1k Views Asked by At

I have a job with multiple tasks like Task1 -> Task2. I am trying to call the job using api "run now". Task details are below

Task1 - It executes a Note Book with some input parameters

Task2 - It executes a Note Book with some input parameters

So, how I can provide parameters to job api using "run now" command for task1,task2?

I have a parameter "lib" which needs to have values 'pandas' and 'spark' task wise.

I know that we can give unique parameter names like Task1_lib, Task2_lib and read that way.

current way: json = {"job_id" : 3234234, "notebook_params":{Task1_lib: a, Task2_lib: b}}

Is there a way to send task wise parameters?

2

There are 2 best solutions below

0
On

It's not supported right now - parameters are defined on the job level. You can ask your Databricks representative (if you have) to communicate this ask to the product team who works on the Databricks Workflows.

0
On

A bit of a hack but I managed to do it by first updating the tasks using the updates API and then running the job.

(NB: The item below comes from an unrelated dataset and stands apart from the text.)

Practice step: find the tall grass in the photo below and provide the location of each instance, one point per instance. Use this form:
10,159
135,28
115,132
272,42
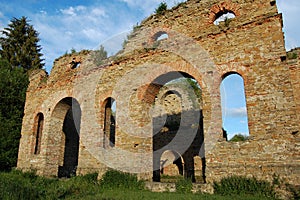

Here is a rough template of how in python:

import requests

token = TOKEN
workspace = WORKSPACE
job_id = JOB_ID
headers = {"Authorization": f"Bearer {token}"}
url = f"{workspace}/api/2.0/jobs/update"

tasks = [{
    "task_key": "task_1",
    "notebook_task": {
        "notebook_path": "/path/to/notebook",
        "base_parameters": {
            "param_1": "new param here",
            "param_2":  "new param here",
        },
        "source": "WORKSPACE",
    },
    "job_cluster_key": "Job_cluster",
    "timeout_seconds": 0,
},
{
    "task_key": "task_2",
    "notebook_task": {
        "notebook_path": "/path/to/notebook",
        "base_parameters": {
            "param_1": "new param here",
            "param_2":  "new param here",
        },
        "source": "WORKSPACE",
    },
    "job_cluster_key": "Job_cluster",
    "timeout_seconds": 0,
}]


json = {
    "job_id": job_id,
    "new_settings" : {"tasks": tasks}
}

resp = requests.post(url=url, headers=headers, json=json)